PARIS — For the first time in 20 years, audience attendance in France last year was higher for Gallic films than for Hollywood product.
The Centre National de la Cinematographie (CNC) announced in Cannes that French films drew ticket sales last year of some 84.29 million vs. about 83.33 million for American movies.
Box office share for French films last year was 44.7% — its highest level since 1984. Hollywood offerings stood at 44.2%.
“There is undeniably strong public support for what French cinema now has to offer,” CNC director general Veronique Cayla said at a Cannes press conference.
She emphasized the support given by the CNC to “the most fragile” films and the positive effects of the org’s “redistributive policies” in terms of selective funding.
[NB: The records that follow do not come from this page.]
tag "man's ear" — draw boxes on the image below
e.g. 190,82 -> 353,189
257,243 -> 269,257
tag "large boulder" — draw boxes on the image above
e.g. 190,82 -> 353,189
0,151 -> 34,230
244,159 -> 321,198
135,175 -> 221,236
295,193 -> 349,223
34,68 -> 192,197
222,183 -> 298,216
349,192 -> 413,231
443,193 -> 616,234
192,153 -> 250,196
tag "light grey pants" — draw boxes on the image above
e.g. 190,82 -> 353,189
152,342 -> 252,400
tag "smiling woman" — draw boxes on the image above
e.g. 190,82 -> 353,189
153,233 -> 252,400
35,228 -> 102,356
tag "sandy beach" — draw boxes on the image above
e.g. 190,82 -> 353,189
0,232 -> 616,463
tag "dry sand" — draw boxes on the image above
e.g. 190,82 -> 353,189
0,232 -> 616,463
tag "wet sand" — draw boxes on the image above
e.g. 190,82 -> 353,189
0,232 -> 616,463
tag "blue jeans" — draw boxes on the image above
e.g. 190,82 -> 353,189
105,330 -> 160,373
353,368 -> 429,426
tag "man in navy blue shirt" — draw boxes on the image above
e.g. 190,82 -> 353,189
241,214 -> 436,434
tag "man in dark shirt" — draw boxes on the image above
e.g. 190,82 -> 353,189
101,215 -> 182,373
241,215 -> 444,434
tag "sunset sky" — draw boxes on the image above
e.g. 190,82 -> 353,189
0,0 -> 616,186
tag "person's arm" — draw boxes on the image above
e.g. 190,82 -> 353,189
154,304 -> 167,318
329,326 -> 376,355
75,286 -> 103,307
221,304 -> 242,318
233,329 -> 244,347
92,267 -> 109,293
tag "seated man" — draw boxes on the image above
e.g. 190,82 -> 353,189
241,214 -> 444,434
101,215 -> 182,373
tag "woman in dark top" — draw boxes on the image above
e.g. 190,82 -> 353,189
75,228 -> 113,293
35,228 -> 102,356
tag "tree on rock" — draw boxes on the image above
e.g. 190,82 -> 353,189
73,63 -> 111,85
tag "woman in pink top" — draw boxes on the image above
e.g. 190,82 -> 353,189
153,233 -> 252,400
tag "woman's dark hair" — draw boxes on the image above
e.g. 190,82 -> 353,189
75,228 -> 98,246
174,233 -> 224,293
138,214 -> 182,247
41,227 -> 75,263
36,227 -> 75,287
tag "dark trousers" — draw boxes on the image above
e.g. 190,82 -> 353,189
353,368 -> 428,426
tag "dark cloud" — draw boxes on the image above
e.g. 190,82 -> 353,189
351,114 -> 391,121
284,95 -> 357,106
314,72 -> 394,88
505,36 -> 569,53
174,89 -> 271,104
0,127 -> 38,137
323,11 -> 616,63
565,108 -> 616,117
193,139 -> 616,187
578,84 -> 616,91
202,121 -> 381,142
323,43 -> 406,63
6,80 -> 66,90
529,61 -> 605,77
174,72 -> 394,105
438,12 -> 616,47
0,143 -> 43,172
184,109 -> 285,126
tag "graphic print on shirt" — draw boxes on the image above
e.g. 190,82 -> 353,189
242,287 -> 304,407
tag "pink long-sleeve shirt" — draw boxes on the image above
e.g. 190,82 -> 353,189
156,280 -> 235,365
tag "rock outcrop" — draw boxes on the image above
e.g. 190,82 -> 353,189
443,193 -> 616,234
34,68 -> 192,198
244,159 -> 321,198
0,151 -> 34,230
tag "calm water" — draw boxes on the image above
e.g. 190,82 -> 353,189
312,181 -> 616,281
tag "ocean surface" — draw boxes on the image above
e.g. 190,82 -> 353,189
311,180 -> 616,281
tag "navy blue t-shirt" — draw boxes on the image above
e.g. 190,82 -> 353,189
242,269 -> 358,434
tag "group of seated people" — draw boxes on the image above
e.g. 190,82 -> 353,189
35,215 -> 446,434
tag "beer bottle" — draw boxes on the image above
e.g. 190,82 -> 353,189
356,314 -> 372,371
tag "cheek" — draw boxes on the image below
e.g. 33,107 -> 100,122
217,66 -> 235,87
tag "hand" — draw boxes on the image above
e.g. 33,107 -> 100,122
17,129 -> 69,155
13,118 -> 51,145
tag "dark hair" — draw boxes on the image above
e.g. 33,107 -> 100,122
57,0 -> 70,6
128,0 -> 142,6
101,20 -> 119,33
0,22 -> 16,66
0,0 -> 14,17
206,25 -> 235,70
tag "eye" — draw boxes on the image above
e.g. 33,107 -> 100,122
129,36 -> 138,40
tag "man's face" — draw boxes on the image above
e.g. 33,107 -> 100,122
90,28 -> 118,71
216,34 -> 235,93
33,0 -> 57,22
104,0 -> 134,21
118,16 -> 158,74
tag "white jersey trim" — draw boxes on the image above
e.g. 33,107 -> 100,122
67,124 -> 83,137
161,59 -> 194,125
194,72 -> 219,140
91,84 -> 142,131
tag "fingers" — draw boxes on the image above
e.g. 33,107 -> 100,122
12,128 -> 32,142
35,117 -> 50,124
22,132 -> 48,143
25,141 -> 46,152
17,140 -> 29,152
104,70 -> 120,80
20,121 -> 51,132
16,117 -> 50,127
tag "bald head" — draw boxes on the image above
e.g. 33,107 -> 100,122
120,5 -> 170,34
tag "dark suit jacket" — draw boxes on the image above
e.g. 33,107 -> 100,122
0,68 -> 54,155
France has the highest cinema attendance average in the European Union, at 3.2 entries per person per year, compared with an average of 2.8 in Spain, 2.6 in the U.K., 1.8 in Italy and 1.7 in Germany.
Last year, 34.8 million French moviegoers went to the cinema an average of 5.4 times, the highest average in 15 years, with nearly 1.6 million more filmgoers than in 2005.
Top Gallic pics in 2006 were comedy “Les Bronzes 3 — Amis pour la vie,” Luc Besson’s kidpic “Arthur et les Minimoys” and “Camping,” another broad laffer.